And she said the words back, and Trager realized that they meant nothing to him. Over and over again they said the things each wanted to hear, and both of them knew they were pretending.

They tried hard. But when he reached out, like an actor caught in his role, doomed to play out the same part over and over again, when he reached out his hand and touched her cheek — the skin was smooth and soft and lovely. And wet with tears.

IV

Echoes

“I don’t want to hurt you,” said Donelly, shuffling and looking guilty, until Trager felt ashamed for having hurt a friend.

He touched her cheek, and she spun away from him.

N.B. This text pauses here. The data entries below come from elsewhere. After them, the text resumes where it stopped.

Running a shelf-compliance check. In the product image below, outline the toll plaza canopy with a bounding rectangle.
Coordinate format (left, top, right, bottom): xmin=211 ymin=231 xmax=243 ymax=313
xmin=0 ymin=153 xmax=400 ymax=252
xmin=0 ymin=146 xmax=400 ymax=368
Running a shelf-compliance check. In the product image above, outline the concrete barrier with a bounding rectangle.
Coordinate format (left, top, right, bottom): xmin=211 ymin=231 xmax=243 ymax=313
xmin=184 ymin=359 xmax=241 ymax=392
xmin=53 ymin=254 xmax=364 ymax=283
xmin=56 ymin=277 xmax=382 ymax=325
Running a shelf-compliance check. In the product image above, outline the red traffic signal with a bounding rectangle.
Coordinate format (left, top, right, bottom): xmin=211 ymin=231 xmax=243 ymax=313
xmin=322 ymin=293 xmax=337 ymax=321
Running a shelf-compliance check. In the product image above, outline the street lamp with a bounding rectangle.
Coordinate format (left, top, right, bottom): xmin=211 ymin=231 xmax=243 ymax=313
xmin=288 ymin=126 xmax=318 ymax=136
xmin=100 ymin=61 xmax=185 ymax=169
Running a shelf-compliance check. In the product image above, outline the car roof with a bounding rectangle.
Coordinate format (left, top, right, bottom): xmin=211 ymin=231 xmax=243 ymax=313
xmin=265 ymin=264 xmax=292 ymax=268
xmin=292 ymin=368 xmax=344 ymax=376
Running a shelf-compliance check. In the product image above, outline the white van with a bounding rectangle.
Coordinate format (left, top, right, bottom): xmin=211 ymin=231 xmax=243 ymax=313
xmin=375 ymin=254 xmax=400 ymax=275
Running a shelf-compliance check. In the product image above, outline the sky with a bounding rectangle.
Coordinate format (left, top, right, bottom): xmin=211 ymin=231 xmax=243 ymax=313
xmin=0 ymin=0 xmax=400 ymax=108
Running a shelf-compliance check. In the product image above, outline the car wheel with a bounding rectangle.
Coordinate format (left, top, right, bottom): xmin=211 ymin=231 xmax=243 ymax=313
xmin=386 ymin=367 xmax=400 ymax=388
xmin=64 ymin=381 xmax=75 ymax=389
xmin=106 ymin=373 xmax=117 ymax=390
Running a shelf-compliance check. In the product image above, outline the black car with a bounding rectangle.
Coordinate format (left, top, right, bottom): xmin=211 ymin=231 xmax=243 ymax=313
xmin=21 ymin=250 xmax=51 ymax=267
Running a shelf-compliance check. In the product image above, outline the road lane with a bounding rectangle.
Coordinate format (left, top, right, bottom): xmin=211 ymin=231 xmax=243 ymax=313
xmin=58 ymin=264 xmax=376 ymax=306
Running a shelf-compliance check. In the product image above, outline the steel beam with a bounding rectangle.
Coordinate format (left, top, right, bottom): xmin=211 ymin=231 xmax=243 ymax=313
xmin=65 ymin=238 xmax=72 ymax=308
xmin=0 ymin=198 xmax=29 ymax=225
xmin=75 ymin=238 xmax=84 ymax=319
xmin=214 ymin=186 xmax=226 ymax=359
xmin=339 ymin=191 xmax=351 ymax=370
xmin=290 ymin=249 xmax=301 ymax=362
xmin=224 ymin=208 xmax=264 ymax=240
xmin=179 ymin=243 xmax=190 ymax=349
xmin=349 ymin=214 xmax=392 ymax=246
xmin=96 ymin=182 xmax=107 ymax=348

“I never wanted to hurt you,” Josie said, and Trager was sad. She had given him so much; he’d only made her guilty. Yes, he was hurt, but a stronger man would never have let her know.

“I’m sorry, I don’t,” Laurel said. And Trager was lost. What had he done, where was his fault, how had he ruined it? She had been so sure. They had had so much.

He touched her cheek, and she wept.

How many times can you speak them, his voice echoed, speak them and believe them, like you believed them the first time you said them?

The wind was dark and dust heavy, the sky throbbed painfully with flickering scarlet flame. In the pit, in the darkness, stood a young woman with goggles and a filtermask and short brown hair and answers. “It breaks down, it breaks down, it breaks down, and they keep sending it out,” she said. “Should realize that something is wrong. After that many failures, it’s sheer self-delusion to think the thing’s going to work right next time out.”

The enemy corpse is huge and black, its torso rippling with muscle, a product of months of exercise, the biggest thing that Trager has ever faced. It advances across the sawdust in a slow, clumsy crouch, holding the gleaming broadsword in one hand. Trager watches it come from his chair atop one end of the fighting arena. The other corpsemaster is careful, cautious.